Arkadaş listesinde sosyal çevresi kadar çapı olan insanların günlük durumlarını betimleyen bu cümleler diğer arkadaşlarına haber olarak gittiği anda, bu amatör olimpiyatçıların iletileri şanslılarsa arkadaşları tarafından bir el hareketiyle beğenilir (likes this) takdir edilir, yorum yapılır, çok gülünüp sevildiyse “hihoho” “ahahaha” “ehuehuehu” gibi nidalarla statunun yazarına cömertçe coşku verilir, o garibanda halkın nabzını elinde tutmanın verdiği gazla bir sonraki statusünü düşünmeye başlar, görevi büyüktür ve herkes ondan daha iyisini beklemektedir.

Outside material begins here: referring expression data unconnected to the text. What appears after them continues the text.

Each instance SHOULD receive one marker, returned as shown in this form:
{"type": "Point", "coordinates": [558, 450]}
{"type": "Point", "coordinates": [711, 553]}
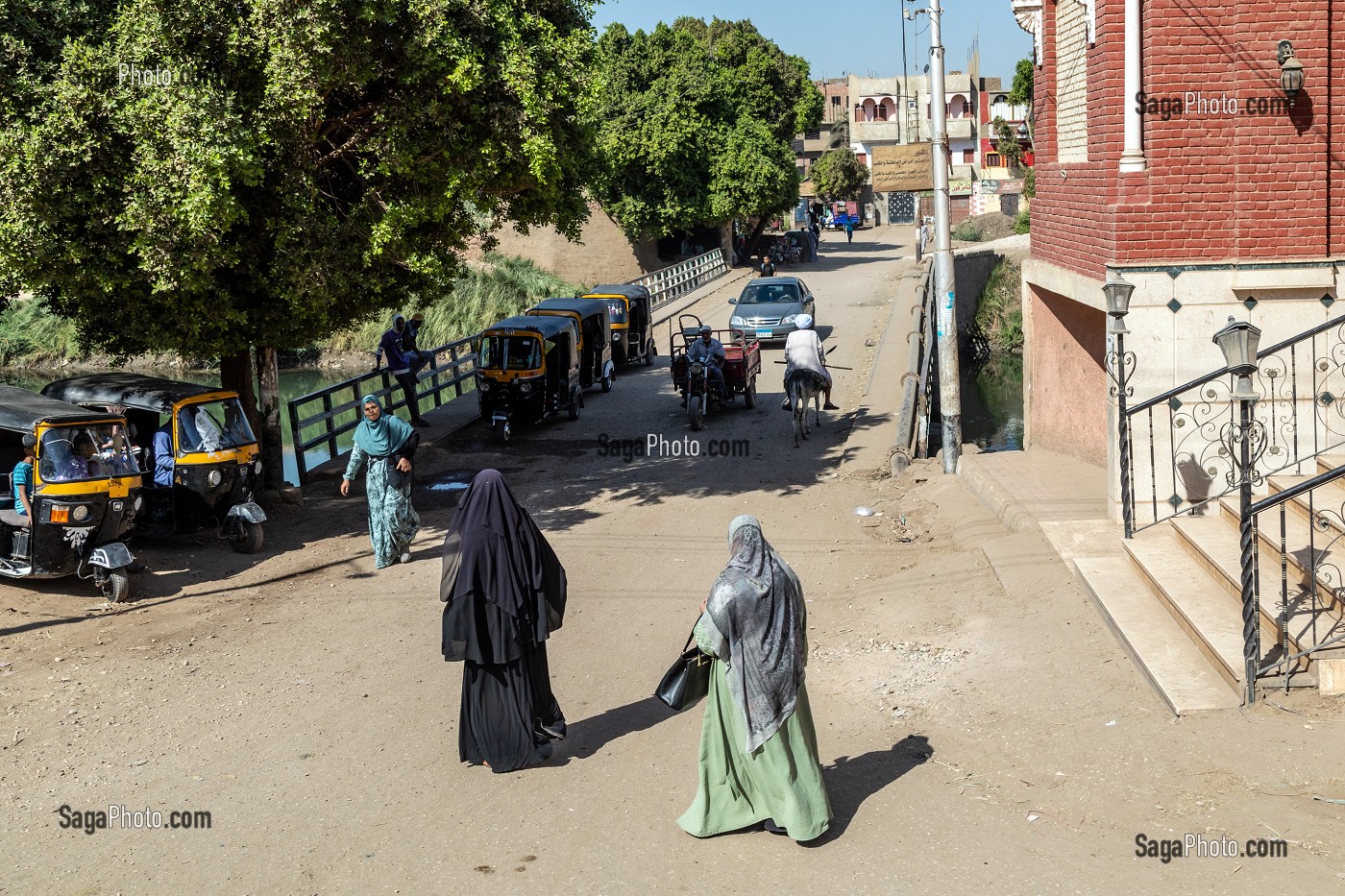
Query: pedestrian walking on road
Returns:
{"type": "Point", "coordinates": [504, 590]}
{"type": "Point", "coordinates": [759, 751]}
{"type": "Point", "coordinates": [386, 444]}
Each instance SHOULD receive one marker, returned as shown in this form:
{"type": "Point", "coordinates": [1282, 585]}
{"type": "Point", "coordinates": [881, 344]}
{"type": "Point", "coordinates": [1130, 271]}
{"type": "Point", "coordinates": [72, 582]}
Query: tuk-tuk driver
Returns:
{"type": "Point", "coordinates": [710, 350]}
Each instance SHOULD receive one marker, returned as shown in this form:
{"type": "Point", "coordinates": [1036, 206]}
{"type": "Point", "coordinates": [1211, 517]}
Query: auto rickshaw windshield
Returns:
{"type": "Point", "coordinates": [212, 425]}
{"type": "Point", "coordinates": [89, 451]}
{"type": "Point", "coordinates": [511, 352]}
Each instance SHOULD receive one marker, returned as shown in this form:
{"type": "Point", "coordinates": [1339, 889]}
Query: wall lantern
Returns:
{"type": "Point", "coordinates": [1239, 342]}
{"type": "Point", "coordinates": [1118, 302]}
{"type": "Point", "coordinates": [1290, 70]}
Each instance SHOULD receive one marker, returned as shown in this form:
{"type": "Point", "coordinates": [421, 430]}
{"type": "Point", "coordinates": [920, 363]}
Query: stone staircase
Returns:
{"type": "Point", "coordinates": [1173, 597]}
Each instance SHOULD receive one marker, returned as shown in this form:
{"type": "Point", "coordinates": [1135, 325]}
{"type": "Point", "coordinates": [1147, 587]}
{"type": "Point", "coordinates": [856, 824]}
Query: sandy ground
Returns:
{"type": "Point", "coordinates": [979, 732]}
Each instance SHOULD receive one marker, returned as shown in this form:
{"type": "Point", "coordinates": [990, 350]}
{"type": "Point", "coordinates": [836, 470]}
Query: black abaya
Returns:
{"type": "Point", "coordinates": [506, 593]}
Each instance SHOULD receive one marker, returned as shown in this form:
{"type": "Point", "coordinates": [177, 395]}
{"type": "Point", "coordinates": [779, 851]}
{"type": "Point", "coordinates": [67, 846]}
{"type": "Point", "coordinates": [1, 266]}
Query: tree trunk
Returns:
{"type": "Point", "coordinates": [235, 375]}
{"type": "Point", "coordinates": [272, 435]}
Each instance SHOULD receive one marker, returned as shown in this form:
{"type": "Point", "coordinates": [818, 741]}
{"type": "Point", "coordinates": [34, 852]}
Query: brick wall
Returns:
{"type": "Point", "coordinates": [1220, 186]}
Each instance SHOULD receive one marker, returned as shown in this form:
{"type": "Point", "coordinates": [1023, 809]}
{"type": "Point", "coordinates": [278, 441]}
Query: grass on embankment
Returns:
{"type": "Point", "coordinates": [999, 315]}
{"type": "Point", "coordinates": [34, 338]}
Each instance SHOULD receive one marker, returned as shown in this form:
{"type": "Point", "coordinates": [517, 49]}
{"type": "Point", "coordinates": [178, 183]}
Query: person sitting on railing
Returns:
{"type": "Point", "coordinates": [400, 365]}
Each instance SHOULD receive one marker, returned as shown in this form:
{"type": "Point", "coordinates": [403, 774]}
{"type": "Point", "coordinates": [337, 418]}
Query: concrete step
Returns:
{"type": "Point", "coordinates": [1212, 541]}
{"type": "Point", "coordinates": [1302, 543]}
{"type": "Point", "coordinates": [1160, 647]}
{"type": "Point", "coordinates": [1193, 599]}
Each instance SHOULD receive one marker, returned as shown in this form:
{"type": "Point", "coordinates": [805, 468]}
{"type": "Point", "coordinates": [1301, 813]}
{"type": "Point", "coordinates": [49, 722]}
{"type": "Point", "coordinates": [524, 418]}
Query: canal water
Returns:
{"type": "Point", "coordinates": [292, 385]}
{"type": "Point", "coordinates": [991, 405]}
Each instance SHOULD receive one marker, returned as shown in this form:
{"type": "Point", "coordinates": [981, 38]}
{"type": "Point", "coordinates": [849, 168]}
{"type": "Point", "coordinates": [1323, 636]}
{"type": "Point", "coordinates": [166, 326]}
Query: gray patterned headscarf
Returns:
{"type": "Point", "coordinates": [756, 604]}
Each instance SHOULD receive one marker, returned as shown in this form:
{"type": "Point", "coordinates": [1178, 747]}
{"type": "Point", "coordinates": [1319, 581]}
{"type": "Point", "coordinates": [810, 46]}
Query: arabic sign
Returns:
{"type": "Point", "coordinates": [903, 168]}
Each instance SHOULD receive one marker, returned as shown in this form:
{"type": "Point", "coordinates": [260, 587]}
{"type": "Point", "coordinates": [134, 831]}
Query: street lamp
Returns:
{"type": "Point", "coordinates": [1290, 70]}
{"type": "Point", "coordinates": [1239, 342]}
{"type": "Point", "coordinates": [1119, 363]}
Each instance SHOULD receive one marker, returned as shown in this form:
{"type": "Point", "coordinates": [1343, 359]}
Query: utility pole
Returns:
{"type": "Point", "coordinates": [944, 281]}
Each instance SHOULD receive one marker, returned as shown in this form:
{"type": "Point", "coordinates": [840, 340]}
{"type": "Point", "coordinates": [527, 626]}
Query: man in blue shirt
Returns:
{"type": "Point", "coordinates": [164, 460]}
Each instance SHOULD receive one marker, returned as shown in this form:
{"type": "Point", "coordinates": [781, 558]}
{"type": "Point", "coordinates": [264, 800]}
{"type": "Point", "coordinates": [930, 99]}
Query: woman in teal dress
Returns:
{"type": "Point", "coordinates": [759, 751]}
{"type": "Point", "coordinates": [386, 444]}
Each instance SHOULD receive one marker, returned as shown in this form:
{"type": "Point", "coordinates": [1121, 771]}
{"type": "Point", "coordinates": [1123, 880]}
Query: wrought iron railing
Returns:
{"type": "Point", "coordinates": [1311, 584]}
{"type": "Point", "coordinates": [1184, 466]}
{"type": "Point", "coordinates": [452, 368]}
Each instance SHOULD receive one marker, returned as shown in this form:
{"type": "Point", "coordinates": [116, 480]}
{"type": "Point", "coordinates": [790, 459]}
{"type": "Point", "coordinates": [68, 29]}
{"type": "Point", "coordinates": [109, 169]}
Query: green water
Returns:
{"type": "Point", "coordinates": [293, 383]}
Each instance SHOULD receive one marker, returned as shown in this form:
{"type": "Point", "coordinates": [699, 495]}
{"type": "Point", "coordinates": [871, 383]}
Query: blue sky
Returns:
{"type": "Point", "coordinates": [863, 36]}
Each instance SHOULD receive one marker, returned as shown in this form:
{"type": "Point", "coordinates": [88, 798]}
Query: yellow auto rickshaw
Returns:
{"type": "Point", "coordinates": [83, 489]}
{"type": "Point", "coordinates": [527, 369]}
{"type": "Point", "coordinates": [202, 462]}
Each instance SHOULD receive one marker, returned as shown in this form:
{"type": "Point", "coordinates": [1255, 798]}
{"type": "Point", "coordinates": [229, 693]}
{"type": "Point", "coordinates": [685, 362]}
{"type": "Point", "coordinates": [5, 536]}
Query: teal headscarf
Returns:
{"type": "Point", "coordinates": [380, 436]}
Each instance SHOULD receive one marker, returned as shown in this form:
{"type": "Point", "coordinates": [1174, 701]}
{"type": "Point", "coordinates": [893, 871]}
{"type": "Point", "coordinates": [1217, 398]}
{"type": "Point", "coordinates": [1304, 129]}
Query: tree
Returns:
{"type": "Point", "coordinates": [696, 124]}
{"type": "Point", "coordinates": [211, 178]}
{"type": "Point", "coordinates": [838, 174]}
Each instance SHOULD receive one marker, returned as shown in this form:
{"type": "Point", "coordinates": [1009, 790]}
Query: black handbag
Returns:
{"type": "Point", "coordinates": [688, 681]}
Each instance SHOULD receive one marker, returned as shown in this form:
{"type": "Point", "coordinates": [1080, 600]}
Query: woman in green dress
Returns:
{"type": "Point", "coordinates": [386, 444]}
{"type": "Point", "coordinates": [759, 751]}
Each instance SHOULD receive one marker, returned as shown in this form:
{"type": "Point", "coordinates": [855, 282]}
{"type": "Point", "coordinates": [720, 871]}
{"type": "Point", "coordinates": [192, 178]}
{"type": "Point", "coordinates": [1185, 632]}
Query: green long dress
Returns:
{"type": "Point", "coordinates": [392, 520]}
{"type": "Point", "coordinates": [780, 779]}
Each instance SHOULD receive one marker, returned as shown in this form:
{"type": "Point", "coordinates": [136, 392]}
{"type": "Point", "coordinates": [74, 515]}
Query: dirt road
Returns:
{"type": "Point", "coordinates": [965, 722]}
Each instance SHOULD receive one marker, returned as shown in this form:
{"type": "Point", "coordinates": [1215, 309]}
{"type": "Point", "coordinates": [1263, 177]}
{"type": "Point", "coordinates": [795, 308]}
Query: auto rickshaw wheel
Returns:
{"type": "Point", "coordinates": [249, 539]}
{"type": "Point", "coordinates": [116, 587]}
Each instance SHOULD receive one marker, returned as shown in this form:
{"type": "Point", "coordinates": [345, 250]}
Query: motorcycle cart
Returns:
{"type": "Point", "coordinates": [527, 369]}
{"type": "Point", "coordinates": [85, 490]}
{"type": "Point", "coordinates": [591, 316]}
{"type": "Point", "coordinates": [631, 314]}
{"type": "Point", "coordinates": [742, 365]}
{"type": "Point", "coordinates": [214, 469]}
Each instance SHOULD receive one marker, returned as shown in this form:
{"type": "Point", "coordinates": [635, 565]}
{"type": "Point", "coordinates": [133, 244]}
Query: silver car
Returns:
{"type": "Point", "coordinates": [769, 307]}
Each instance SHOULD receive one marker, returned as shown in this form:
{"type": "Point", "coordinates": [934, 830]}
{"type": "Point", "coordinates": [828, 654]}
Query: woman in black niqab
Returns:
{"type": "Point", "coordinates": [504, 590]}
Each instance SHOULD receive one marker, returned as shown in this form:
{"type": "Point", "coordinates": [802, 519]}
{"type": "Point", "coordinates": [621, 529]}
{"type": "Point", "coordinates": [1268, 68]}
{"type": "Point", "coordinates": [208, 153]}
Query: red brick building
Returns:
{"type": "Point", "coordinates": [1212, 193]}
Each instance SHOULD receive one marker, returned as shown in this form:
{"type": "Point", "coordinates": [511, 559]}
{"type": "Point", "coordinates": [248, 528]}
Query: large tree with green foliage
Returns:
{"type": "Point", "coordinates": [696, 124]}
{"type": "Point", "coordinates": [838, 174]}
{"type": "Point", "coordinates": [288, 167]}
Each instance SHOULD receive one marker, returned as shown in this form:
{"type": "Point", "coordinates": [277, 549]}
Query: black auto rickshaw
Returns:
{"type": "Point", "coordinates": [201, 459]}
{"type": "Point", "coordinates": [631, 312]}
{"type": "Point", "coordinates": [527, 369]}
{"type": "Point", "coordinates": [591, 316]}
{"type": "Point", "coordinates": [83, 486]}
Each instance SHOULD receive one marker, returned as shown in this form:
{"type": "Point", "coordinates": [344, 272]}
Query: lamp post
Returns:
{"type": "Point", "coordinates": [1239, 342]}
{"type": "Point", "coordinates": [1119, 362]}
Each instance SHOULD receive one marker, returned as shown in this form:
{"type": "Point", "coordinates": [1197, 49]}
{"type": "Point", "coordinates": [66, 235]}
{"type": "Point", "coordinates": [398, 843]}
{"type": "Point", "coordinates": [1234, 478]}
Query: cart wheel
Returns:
{"type": "Point", "coordinates": [117, 586]}
{"type": "Point", "coordinates": [249, 540]}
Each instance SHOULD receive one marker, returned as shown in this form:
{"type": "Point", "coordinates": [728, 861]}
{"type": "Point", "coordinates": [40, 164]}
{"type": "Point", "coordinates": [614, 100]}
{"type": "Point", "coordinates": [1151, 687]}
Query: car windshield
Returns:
{"type": "Point", "coordinates": [760, 294]}
{"type": "Point", "coordinates": [91, 451]}
{"type": "Point", "coordinates": [511, 352]}
{"type": "Point", "coordinates": [212, 425]}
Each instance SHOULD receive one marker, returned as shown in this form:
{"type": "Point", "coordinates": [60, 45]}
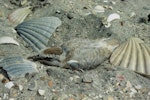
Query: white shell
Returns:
{"type": "Point", "coordinates": [112, 17]}
{"type": "Point", "coordinates": [41, 92]}
{"type": "Point", "coordinates": [19, 15]}
{"type": "Point", "coordinates": [134, 55]}
{"type": "Point", "coordinates": [9, 85]}
{"type": "Point", "coordinates": [88, 54]}
{"type": "Point", "coordinates": [8, 40]}
{"type": "Point", "coordinates": [99, 9]}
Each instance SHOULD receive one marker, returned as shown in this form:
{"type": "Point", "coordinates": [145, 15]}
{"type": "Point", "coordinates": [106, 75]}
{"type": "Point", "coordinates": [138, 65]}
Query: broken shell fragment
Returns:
{"type": "Point", "coordinates": [19, 15]}
{"type": "Point", "coordinates": [112, 17]}
{"type": "Point", "coordinates": [53, 50]}
{"type": "Point", "coordinates": [8, 40]}
{"type": "Point", "coordinates": [88, 54]}
{"type": "Point", "coordinates": [36, 32]}
{"type": "Point", "coordinates": [99, 9]}
{"type": "Point", "coordinates": [134, 54]}
{"type": "Point", "coordinates": [9, 84]}
{"type": "Point", "coordinates": [17, 67]}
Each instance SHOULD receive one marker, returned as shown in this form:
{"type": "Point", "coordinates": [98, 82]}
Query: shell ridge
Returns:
{"type": "Point", "coordinates": [34, 40]}
{"type": "Point", "coordinates": [146, 58]}
{"type": "Point", "coordinates": [30, 43]}
{"type": "Point", "coordinates": [41, 38]}
{"type": "Point", "coordinates": [126, 56]}
{"type": "Point", "coordinates": [140, 62]}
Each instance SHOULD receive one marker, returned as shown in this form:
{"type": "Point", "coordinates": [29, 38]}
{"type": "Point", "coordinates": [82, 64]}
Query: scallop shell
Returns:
{"type": "Point", "coordinates": [99, 9]}
{"type": "Point", "coordinates": [36, 32]}
{"type": "Point", "coordinates": [87, 54]}
{"type": "Point", "coordinates": [17, 66]}
{"type": "Point", "coordinates": [8, 40]}
{"type": "Point", "coordinates": [19, 15]}
{"type": "Point", "coordinates": [134, 54]}
{"type": "Point", "coordinates": [112, 17]}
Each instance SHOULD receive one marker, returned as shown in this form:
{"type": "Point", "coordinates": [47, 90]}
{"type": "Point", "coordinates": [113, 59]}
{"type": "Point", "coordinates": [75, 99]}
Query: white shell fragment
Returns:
{"type": "Point", "coordinates": [17, 66]}
{"type": "Point", "coordinates": [36, 32]}
{"type": "Point", "coordinates": [112, 17]}
{"type": "Point", "coordinates": [9, 85]}
{"type": "Point", "coordinates": [8, 40]}
{"type": "Point", "coordinates": [99, 9]}
{"type": "Point", "coordinates": [41, 92]}
{"type": "Point", "coordinates": [19, 15]}
{"type": "Point", "coordinates": [134, 54]}
{"type": "Point", "coordinates": [87, 54]}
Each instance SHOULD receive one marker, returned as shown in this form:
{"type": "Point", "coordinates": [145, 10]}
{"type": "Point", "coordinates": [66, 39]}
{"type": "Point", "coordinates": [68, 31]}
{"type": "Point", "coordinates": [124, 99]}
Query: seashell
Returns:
{"type": "Point", "coordinates": [134, 54]}
{"type": "Point", "coordinates": [19, 15]}
{"type": "Point", "coordinates": [36, 32]}
{"type": "Point", "coordinates": [17, 66]}
{"type": "Point", "coordinates": [8, 40]}
{"type": "Point", "coordinates": [112, 17]}
{"type": "Point", "coordinates": [53, 51]}
{"type": "Point", "coordinates": [99, 9]}
{"type": "Point", "coordinates": [87, 54]}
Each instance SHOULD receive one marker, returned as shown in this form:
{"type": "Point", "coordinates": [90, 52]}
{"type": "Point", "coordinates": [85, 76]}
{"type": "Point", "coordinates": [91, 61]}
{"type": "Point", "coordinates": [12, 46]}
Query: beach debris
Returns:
{"type": "Point", "coordinates": [1, 13]}
{"type": "Point", "coordinates": [98, 9]}
{"type": "Point", "coordinates": [133, 14]}
{"type": "Point", "coordinates": [8, 40]}
{"type": "Point", "coordinates": [17, 67]}
{"type": "Point", "coordinates": [41, 92]}
{"type": "Point", "coordinates": [20, 87]}
{"type": "Point", "coordinates": [33, 85]}
{"type": "Point", "coordinates": [52, 51]}
{"type": "Point", "coordinates": [112, 17]}
{"type": "Point", "coordinates": [133, 54]}
{"type": "Point", "coordinates": [9, 85]}
{"type": "Point", "coordinates": [87, 54]}
{"type": "Point", "coordinates": [36, 32]}
{"type": "Point", "coordinates": [107, 21]}
{"type": "Point", "coordinates": [19, 15]}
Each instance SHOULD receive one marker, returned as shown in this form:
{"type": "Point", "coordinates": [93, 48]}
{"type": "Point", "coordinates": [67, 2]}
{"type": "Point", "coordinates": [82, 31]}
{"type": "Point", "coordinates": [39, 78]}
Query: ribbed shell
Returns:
{"type": "Point", "coordinates": [88, 54]}
{"type": "Point", "coordinates": [36, 32]}
{"type": "Point", "coordinates": [19, 15]}
{"type": "Point", "coordinates": [17, 66]}
{"type": "Point", "coordinates": [134, 55]}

Anlayacağınız zordur feysbukta ilgiyi ayakta tutmak. Ama en zoru o insanları kendi sayfanıza çekmişken medeni halinizle ilgili doğru mesajı vermektir. Bu sebeple toplumsal kaygılarla, kişisel kavgalarla harmanlanan feysbuk sayfasındaki medeni haller kutusu adeta bir ritüel gibi doldurulur. İlişkinin akibeti, verilmek istenen mesaj ya da yanlış mesaj vermeme kaygısı sebebiyle gecelerce düşünülerek değiştirilir düzeltilir yenilenir o kutucuk. Dilerseniz bu ruh hallerinin hepsini sitede yer alan isimleriyle listeleyelim.
1- In a relationship (Türkçesi İlişkim Var A Dostlar) : Bu ekibin genellikle tuzu kurudur, feysbukda medeni halinin ilişkim var olarak görünmesinin anlamı, bu sitede sadece eski arkadaşlarımı bulmak, biraz kafa dağıtmak, video seyretmek eğlenmek için bulunuyorum karıyla kızla işim yoktur. Hele bir de ilişkim var kutucuğu isimlerle tanımlanmışsa örneğin “Ayşe nin Ali ile ilişkisi var” yazıyorsa bu demektir ki Ali çok yürekli, cesaretli Ayşe ile ilişkisini yedi düvele ilan etmekten kaçınmayan civan mert bir delikanlıdır yani Ayşe’nin havasından geçilmez artık.
Ancak bazı cool(havalı) çiftler ilişkim var kutucuğunu doldurur fakat sevdiceklerinin isimlerini vermekten kaçınırlar. Bunun anlamı biz birbirimize o kadar güveniyoruz ki neden elalem kimle beraber olduğumuzu bilsindir. Bu ilişkilerin sonu genelde hüsranla ve çok cool bi biçimde biter o ayrı.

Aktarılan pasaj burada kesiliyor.